There is almost nothing as fearful as a lawless state. India is on the brink of being such a state, as the actions taken by the government to squash dissent against the Citizenship Amendment Act (CAA) so clearly demonstrate. It is not “lawless” in the sense of being a political despotism, “empty of law” as India’s former colonial rulers characterized the supposed state of the country before they took the reins in hand. India is on the verge of being “lawless” in the more unsettling and insidious sense of falling into a system of political authoritarianism where law itself is deployed to subvert both the spirit of law and the rule of law.
Protests against the CAA first commenced in Assam, Meghalaya, and Tripura among segments of the general population even before the law had come into force on December 12, and have in the last several days been spearheaded by students at universities across the country. Many in the country have been shocked by the scenes of violence, captured in this age and day in scores of videos, that have turned universities into battlegrounds.
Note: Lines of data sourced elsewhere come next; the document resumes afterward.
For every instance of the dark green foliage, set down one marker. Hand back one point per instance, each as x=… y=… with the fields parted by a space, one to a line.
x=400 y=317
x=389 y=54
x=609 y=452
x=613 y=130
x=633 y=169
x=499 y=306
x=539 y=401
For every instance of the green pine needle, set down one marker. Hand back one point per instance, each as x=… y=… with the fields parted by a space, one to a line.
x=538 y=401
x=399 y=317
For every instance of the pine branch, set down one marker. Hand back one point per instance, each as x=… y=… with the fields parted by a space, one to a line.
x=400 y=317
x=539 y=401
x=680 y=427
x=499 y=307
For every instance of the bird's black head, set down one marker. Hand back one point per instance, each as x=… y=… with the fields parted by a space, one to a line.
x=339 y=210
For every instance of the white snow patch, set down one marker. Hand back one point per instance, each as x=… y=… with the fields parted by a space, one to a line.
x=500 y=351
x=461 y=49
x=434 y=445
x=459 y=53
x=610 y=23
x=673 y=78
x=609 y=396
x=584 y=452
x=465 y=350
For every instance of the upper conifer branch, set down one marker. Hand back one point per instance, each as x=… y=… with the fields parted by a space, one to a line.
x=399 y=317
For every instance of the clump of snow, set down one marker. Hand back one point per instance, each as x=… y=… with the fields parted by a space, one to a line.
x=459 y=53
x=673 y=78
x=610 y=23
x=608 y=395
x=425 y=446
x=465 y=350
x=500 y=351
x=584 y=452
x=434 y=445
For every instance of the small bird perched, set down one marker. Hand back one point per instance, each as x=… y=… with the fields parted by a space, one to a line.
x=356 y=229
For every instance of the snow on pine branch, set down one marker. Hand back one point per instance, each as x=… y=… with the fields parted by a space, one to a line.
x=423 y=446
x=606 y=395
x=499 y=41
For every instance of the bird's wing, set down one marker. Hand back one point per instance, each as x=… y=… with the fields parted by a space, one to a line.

At least five people were killed in police firings in Assam. The police deployed tear gas and lathi-charged students at Aligarh Muslim University (AMU) and Jamia Millia Islamia, both institutions with a storied past. Though not all the CCTV coverage has been analyzed, and there are conflicting accounts of what happened, this much is unequivocally clear: hundreds of police barged into Jamia’s campus, wielding their lathis indiscriminately and seriously wounding dozens of students. They assaulted female and male students studying in the library. The idea of learning, as opposed to mere job training, is so far from the minds of most of the anti-intellectuals who now occupy the positions of leadership in the BJP that it would be no exaggeration to suggest that universities are themselves something like alien territory for the present government. The police acted, at Jamia and AMU, much as an invading army does. Perhaps the police and the politicians whose bidding they do were also venting their frustration at Muslims for exhibiting an interest in learning.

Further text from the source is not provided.